I’m sure some people really are quiet out of fear, and they do have strong beliefs they’re keeping hidden. For others of us, though, even when we look deep in our chests, we do not see the certainties that our friends expect us to have. I am certain I love my children, and my wife, and my friends, and I love the golden hills of home, and I am certain that everyone is good.
(What I really wanted to write about Kyle Rittenhouse is that I watched his sister cry tears of relief in the courtroom, and I watched Anthony Huber’s sister cry tears of pain in an interview as she remembered her slain and unavenged brother, and that it seemed desperately important to focus on the common thread of weeping. I was even gonna reference Antigone! But I knew better. No one wants to read that crap, even if it seems to me the most salient part of the entire story.)

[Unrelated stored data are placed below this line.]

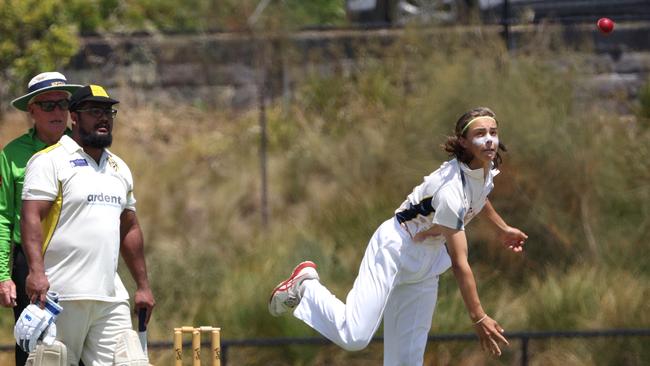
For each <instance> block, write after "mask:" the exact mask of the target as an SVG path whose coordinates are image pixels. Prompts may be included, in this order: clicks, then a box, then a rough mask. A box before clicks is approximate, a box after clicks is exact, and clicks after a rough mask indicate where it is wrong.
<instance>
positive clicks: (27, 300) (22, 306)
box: [11, 245, 29, 366]
mask: <svg viewBox="0 0 650 366" xmlns="http://www.w3.org/2000/svg"><path fill="white" fill-rule="evenodd" d="M28 272H29V268H28V267H27V259H26V258H25V254H24V253H23V248H22V246H20V245H16V246H14V263H13V271H12V274H11V279H12V280H13V281H14V283H15V284H16V302H17V305H16V306H15V307H14V319H15V320H18V317H19V316H20V314H21V313H22V312H23V309H25V308H26V307H27V305H29V298H28V297H27V293H26V292H25V280H26V279H27V274H28ZM27 356H28V354H27V352H25V351H23V350H22V349H21V348H20V347H18V345H17V344H16V366H23V365H25V362H27Z"/></svg>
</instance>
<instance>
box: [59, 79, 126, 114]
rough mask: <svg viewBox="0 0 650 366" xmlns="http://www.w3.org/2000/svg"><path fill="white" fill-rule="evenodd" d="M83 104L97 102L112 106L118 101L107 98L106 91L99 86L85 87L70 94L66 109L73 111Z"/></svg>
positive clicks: (117, 100)
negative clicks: (73, 92)
mask: <svg viewBox="0 0 650 366" xmlns="http://www.w3.org/2000/svg"><path fill="white" fill-rule="evenodd" d="M83 102H99V103H107V104H110V105H113V104H117V103H119V102H120V101H119V100H117V99H113V98H111V97H109V96H108V93H107V92H106V89H104V88H103V87H101V86H99V85H86V86H83V87H81V88H79V89H77V90H76V91H75V92H74V93H72V95H71V96H70V106H69V107H68V109H69V110H70V111H74V110H76V109H77V108H78V107H79V105H80V104H81V103H83Z"/></svg>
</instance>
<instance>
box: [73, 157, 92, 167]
mask: <svg viewBox="0 0 650 366" xmlns="http://www.w3.org/2000/svg"><path fill="white" fill-rule="evenodd" d="M70 166H71V167H73V168H74V167H77V166H88V162H87V161H86V159H74V160H70Z"/></svg>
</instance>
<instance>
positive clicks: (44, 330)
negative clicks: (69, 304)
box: [14, 292, 63, 352]
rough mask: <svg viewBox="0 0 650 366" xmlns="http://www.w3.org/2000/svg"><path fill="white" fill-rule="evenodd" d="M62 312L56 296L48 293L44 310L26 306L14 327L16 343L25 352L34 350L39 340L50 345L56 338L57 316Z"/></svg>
mask: <svg viewBox="0 0 650 366" xmlns="http://www.w3.org/2000/svg"><path fill="white" fill-rule="evenodd" d="M61 310H63V308H62V307H61V305H59V304H58V294H57V293H56V292H48V293H47V300H46V302H45V308H44V309H41V308H40V307H39V306H38V303H36V304H30V305H28V306H27V307H26V308H25V310H23V312H22V313H21V314H20V317H19V318H18V321H16V326H15V327H14V337H15V338H16V343H17V344H18V345H19V346H20V348H22V349H23V350H24V351H25V352H32V351H34V350H35V349H36V345H37V343H38V341H39V340H43V342H44V343H45V344H52V342H54V338H55V337H56V325H55V324H54V322H55V321H56V318H57V316H58V315H59V313H60V312H61Z"/></svg>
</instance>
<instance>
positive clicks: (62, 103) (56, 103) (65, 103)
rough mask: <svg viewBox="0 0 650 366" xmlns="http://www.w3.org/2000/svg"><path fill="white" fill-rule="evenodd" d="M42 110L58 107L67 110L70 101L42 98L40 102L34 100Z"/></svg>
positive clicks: (63, 99) (64, 99) (51, 108)
mask: <svg viewBox="0 0 650 366" xmlns="http://www.w3.org/2000/svg"><path fill="white" fill-rule="evenodd" d="M34 104H36V105H37V106H38V107H39V108H41V110H42V111H43V112H52V111H53V110H54V108H56V107H59V109H60V110H62V111H67V110H68V106H69V105H70V103H69V102H68V100H67V99H59V100H44V101H40V102H34Z"/></svg>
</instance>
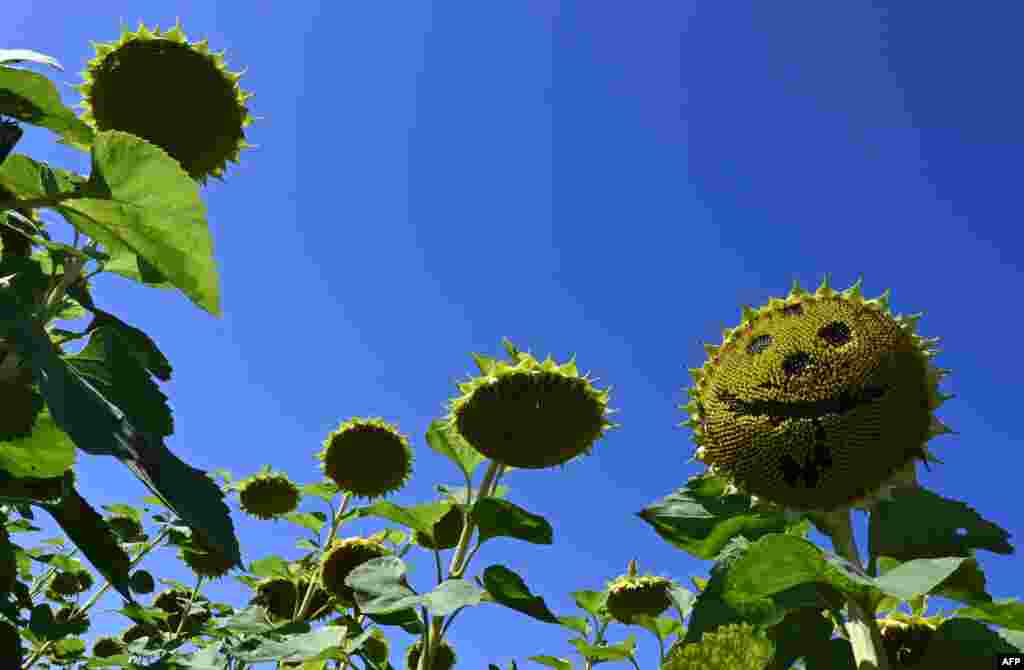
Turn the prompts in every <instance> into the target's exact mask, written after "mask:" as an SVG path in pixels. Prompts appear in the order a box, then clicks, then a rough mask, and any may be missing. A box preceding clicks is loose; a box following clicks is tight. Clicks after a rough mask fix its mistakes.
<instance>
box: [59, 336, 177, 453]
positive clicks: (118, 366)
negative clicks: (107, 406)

I could have said nothing at all about Rittenhouse, and I suppose if I cannot bring myself to pretend to be upset, or pretend to be relieved, then it is best that I ignore the subject altogether. My both-sidesism is the most genuine part of me, however; it’s the most authentic and real aspect of my entire self. I am so tired of pretending to feel things I don’t, but it seems so necessary to play-act in order to contribute meaningfully to the world.
At least Victoria gets Clint every now and again, and she enjoys him very much.